If you put enough blood, sweat and tears into codifying mathematical concepts into Lean, you can feed it a mathematical thingie and it can tell you if that thingie is correct within its domain of knowledge. If you get an "out of cheese error", you need to feed it more knowledge or give up and take up tiddlywinks.

This explains Lean in terms I can understand: https://www.quantamagazine.org/building-the-mathematical-lib...

[AtlasBarfed]

Simply having a linked graph of related concepts might show "impact diffs" in theorems.

I recall that the Fermat's proof linked several normally disparate areas to get to the meat of the issue.

Simply tagging those relations to identified sub-fields of study will probably help give guidance to impacts of theories, maybe farm them out to advanced students for quick review.

[GPerson]

Why do you say this?

[kevinbuzzard]

I'm not quite sure what you're asking about.
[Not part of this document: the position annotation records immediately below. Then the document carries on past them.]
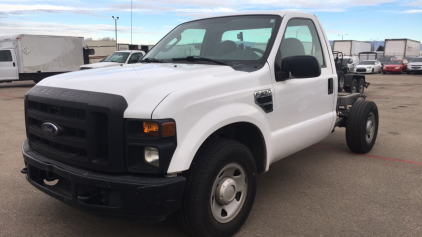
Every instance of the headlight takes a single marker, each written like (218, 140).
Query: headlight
(150, 145)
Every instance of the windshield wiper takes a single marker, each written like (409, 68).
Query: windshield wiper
(151, 60)
(197, 58)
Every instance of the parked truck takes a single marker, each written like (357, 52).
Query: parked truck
(351, 47)
(401, 48)
(189, 134)
(34, 57)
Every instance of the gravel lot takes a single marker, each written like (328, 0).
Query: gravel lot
(324, 190)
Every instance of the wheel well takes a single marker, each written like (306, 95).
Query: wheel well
(250, 136)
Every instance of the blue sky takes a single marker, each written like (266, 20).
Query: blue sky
(152, 19)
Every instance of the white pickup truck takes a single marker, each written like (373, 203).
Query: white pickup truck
(213, 104)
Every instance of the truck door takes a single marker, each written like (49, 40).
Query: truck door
(305, 107)
(8, 65)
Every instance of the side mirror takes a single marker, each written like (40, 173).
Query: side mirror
(299, 67)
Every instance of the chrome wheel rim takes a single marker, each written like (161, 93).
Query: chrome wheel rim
(370, 128)
(228, 192)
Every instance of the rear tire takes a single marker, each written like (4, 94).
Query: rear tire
(341, 78)
(362, 126)
(219, 161)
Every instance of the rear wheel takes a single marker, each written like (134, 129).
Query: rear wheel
(341, 77)
(220, 189)
(362, 126)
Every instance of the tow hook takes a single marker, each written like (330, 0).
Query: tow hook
(24, 170)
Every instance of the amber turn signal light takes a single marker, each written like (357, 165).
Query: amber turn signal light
(168, 129)
(151, 128)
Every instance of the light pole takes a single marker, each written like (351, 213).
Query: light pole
(342, 36)
(115, 21)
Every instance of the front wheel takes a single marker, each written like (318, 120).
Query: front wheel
(362, 126)
(220, 189)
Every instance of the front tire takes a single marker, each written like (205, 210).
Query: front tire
(220, 189)
(362, 126)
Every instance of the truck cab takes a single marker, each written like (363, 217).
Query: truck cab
(187, 130)
(116, 59)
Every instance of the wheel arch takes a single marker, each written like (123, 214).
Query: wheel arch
(250, 128)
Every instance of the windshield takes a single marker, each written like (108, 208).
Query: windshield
(232, 40)
(117, 57)
(367, 63)
(395, 63)
(384, 60)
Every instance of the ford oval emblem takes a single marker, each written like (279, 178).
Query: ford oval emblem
(50, 129)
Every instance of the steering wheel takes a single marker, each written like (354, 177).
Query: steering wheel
(258, 50)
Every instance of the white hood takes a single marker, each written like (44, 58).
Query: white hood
(100, 65)
(143, 86)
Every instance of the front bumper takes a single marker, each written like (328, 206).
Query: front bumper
(104, 193)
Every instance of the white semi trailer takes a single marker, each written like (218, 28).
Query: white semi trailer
(35, 57)
(401, 48)
(351, 47)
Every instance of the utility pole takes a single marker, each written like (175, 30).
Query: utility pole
(342, 36)
(115, 26)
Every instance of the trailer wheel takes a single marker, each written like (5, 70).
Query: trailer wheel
(362, 126)
(340, 76)
(361, 86)
(220, 189)
(352, 88)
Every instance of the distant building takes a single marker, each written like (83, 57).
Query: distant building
(100, 49)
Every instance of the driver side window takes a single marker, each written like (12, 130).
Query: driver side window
(301, 38)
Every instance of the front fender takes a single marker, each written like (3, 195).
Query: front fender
(190, 141)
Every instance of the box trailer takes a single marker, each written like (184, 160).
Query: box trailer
(351, 47)
(35, 57)
(401, 48)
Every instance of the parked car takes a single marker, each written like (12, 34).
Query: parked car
(368, 66)
(415, 66)
(409, 59)
(349, 62)
(385, 60)
(116, 59)
(395, 66)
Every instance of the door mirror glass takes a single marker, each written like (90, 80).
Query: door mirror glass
(299, 67)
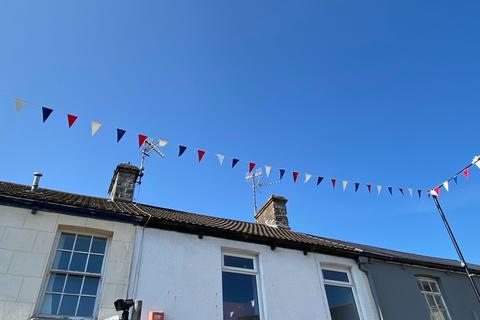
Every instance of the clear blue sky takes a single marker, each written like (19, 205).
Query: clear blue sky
(369, 91)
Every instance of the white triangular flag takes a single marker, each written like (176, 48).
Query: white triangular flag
(267, 170)
(307, 177)
(220, 157)
(445, 185)
(95, 127)
(19, 103)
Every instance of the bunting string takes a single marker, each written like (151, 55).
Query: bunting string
(95, 127)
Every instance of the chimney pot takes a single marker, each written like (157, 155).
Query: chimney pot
(273, 213)
(122, 186)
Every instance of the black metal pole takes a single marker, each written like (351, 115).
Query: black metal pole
(457, 248)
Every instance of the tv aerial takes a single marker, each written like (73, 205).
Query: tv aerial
(257, 183)
(150, 146)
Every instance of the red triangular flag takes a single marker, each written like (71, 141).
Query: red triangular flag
(141, 139)
(71, 119)
(334, 181)
(201, 153)
(295, 176)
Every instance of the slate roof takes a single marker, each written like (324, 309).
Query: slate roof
(202, 225)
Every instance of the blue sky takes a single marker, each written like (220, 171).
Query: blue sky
(382, 92)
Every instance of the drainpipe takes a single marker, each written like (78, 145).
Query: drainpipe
(363, 265)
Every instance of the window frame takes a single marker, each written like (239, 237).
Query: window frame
(350, 284)
(254, 272)
(420, 279)
(50, 270)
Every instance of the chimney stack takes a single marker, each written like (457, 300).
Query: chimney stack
(273, 213)
(123, 182)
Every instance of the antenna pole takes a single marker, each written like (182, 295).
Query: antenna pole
(457, 248)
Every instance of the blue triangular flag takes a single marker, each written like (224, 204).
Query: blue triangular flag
(234, 162)
(319, 179)
(120, 133)
(46, 112)
(181, 150)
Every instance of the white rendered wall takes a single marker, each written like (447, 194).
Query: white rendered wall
(180, 274)
(26, 242)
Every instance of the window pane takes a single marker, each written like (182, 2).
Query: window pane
(98, 245)
(83, 243)
(50, 303)
(74, 284)
(85, 308)
(61, 260)
(240, 300)
(238, 262)
(79, 260)
(55, 283)
(341, 303)
(335, 275)
(68, 306)
(66, 241)
(95, 263)
(90, 285)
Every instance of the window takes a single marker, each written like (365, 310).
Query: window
(433, 296)
(340, 297)
(240, 287)
(74, 277)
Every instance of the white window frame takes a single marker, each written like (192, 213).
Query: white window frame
(435, 294)
(255, 272)
(350, 284)
(50, 270)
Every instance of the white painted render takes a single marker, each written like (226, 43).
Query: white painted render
(180, 274)
(26, 244)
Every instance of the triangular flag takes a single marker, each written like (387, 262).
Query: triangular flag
(141, 140)
(95, 126)
(334, 182)
(445, 185)
(120, 134)
(220, 157)
(19, 103)
(267, 170)
(71, 119)
(200, 153)
(46, 112)
(319, 180)
(307, 177)
(295, 176)
(181, 150)
(234, 162)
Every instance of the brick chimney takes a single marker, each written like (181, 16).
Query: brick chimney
(273, 213)
(123, 182)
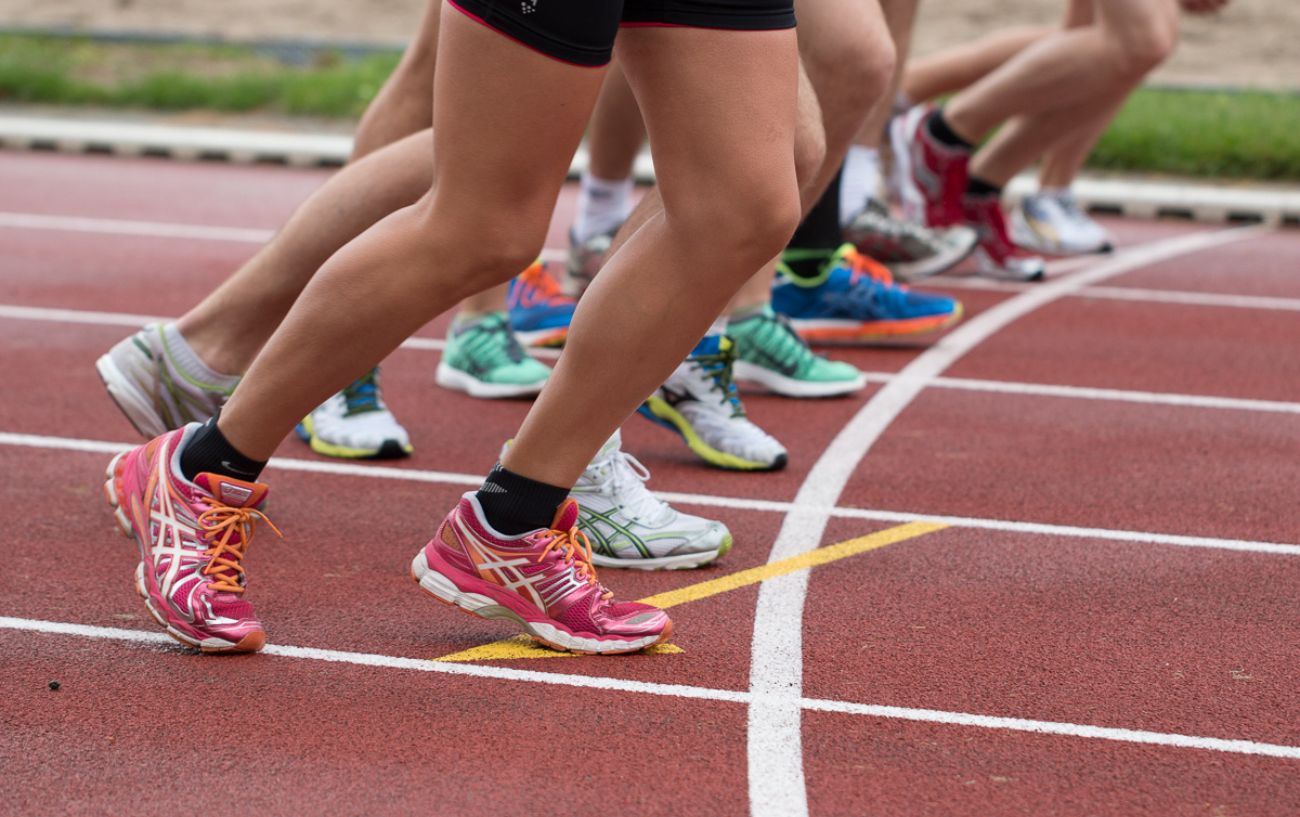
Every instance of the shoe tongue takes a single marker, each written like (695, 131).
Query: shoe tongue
(235, 493)
(566, 518)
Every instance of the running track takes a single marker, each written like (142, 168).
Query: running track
(1069, 586)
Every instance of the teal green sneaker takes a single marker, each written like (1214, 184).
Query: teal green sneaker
(484, 359)
(771, 354)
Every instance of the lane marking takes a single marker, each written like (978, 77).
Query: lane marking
(523, 647)
(775, 506)
(1002, 387)
(690, 692)
(776, 782)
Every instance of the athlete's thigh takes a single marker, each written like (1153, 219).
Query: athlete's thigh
(719, 106)
(512, 93)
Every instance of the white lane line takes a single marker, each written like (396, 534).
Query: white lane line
(688, 692)
(255, 236)
(1186, 298)
(135, 321)
(776, 783)
(1001, 387)
(121, 227)
(775, 506)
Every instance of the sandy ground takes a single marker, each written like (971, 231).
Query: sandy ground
(1252, 43)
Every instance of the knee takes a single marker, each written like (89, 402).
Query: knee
(809, 150)
(742, 225)
(489, 247)
(849, 80)
(1140, 48)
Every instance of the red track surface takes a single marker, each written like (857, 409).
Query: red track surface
(1073, 627)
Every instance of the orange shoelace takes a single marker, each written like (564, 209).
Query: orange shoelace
(870, 267)
(221, 522)
(540, 280)
(576, 548)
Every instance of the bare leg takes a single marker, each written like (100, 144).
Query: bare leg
(1073, 69)
(404, 104)
(963, 65)
(475, 229)
(1028, 135)
(709, 139)
(228, 327)
(616, 132)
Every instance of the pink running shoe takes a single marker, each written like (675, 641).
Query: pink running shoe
(542, 580)
(932, 176)
(996, 255)
(193, 537)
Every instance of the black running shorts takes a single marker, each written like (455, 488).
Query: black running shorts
(581, 31)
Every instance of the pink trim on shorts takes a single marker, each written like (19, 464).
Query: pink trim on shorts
(511, 37)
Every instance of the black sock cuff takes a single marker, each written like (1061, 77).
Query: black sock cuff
(515, 504)
(208, 450)
(978, 186)
(944, 133)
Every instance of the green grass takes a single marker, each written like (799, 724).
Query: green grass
(1220, 134)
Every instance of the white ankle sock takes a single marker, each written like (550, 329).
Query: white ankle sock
(859, 181)
(602, 206)
(189, 363)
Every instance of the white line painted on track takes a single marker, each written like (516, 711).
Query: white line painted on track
(687, 692)
(258, 236)
(1186, 298)
(120, 227)
(1001, 387)
(775, 506)
(776, 783)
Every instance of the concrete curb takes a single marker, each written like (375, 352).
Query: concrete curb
(1136, 198)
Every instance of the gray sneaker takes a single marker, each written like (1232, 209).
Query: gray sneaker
(152, 392)
(909, 250)
(585, 260)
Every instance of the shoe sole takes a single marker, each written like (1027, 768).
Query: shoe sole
(841, 331)
(784, 385)
(685, 561)
(662, 414)
(915, 271)
(137, 406)
(450, 377)
(445, 591)
(544, 338)
(390, 449)
(251, 643)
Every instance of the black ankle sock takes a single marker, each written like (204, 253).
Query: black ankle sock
(818, 237)
(978, 186)
(515, 504)
(943, 132)
(209, 450)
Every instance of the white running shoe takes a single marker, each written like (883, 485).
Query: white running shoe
(631, 527)
(144, 377)
(700, 402)
(1054, 224)
(356, 424)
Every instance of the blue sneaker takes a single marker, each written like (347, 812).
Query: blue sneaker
(856, 298)
(540, 312)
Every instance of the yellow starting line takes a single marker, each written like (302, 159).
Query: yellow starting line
(523, 647)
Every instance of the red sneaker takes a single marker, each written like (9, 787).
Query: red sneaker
(932, 176)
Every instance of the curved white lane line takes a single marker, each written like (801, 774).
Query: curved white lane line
(776, 786)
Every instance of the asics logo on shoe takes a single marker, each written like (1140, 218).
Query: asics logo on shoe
(234, 495)
(226, 465)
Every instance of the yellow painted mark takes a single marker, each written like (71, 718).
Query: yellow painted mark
(523, 647)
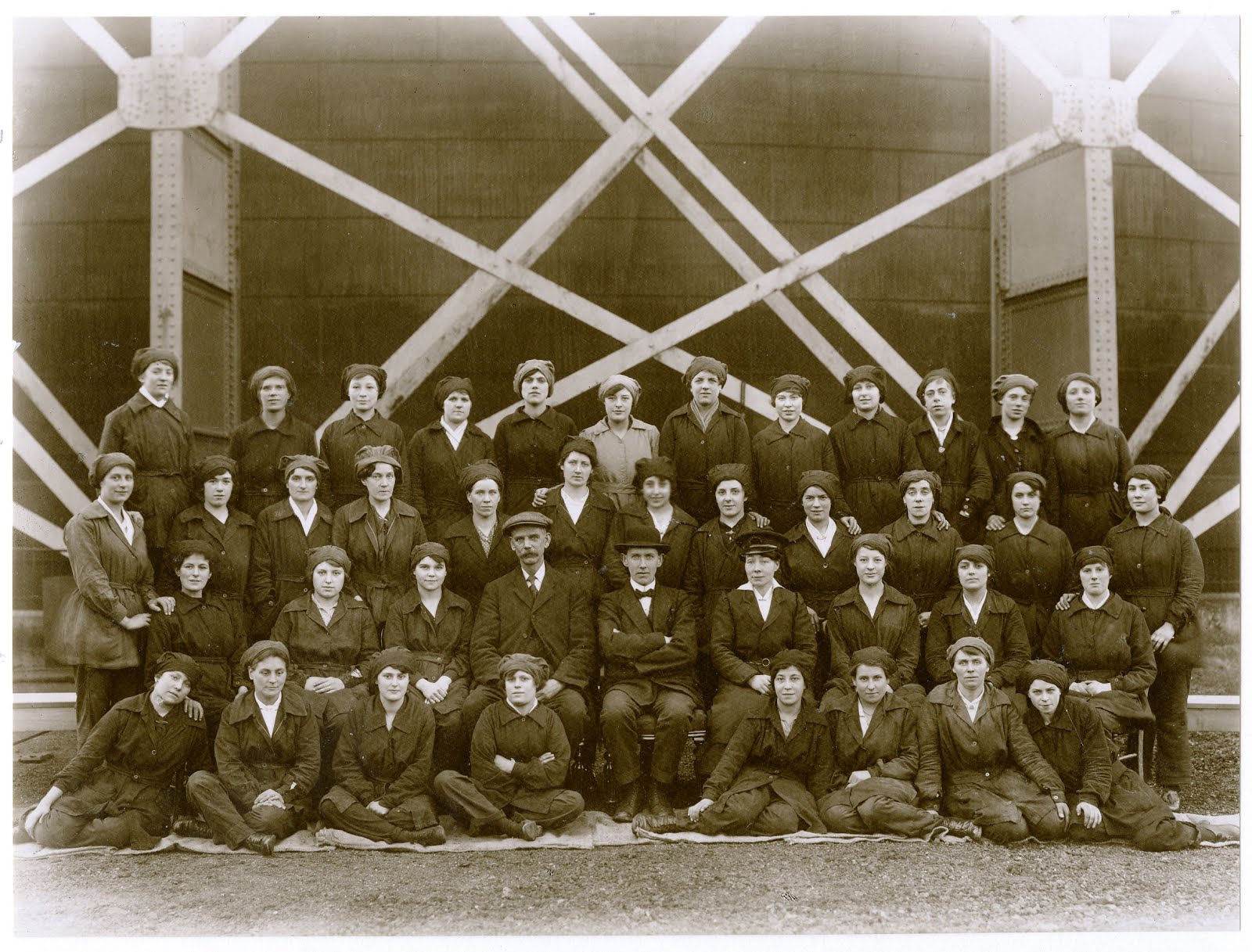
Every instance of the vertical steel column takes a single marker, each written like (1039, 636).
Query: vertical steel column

I'm saying that we can't yet take the Wiles and Taylor-Wiles proof of Fermat's Last Theorem, feed it into a machine, and get a Lean proof of Fermat's Last Theorem.

[wolverine876]

I think the GP might have been responding to the GGP, not to your statement in the article.

[throwaway81523]

I remember asking Bob Solovay whether he thought Wiles' proof of FLT was within reach of formalization and he said something like: it is probably 20 years away. It may have been 20 years since I asked him that, and seeing this recent work with Lean makes me think FLT might also be doable, which would make Solovay's guess just about spot on.

[GPerson]

Hi Kevin,

Yes, I was responding to the person who said “we're closer to this than people realize” hoping to learn what they had in mind.

[Haga]

Can't usefulness be approximated like Google search results of old, by connectedness to other theories.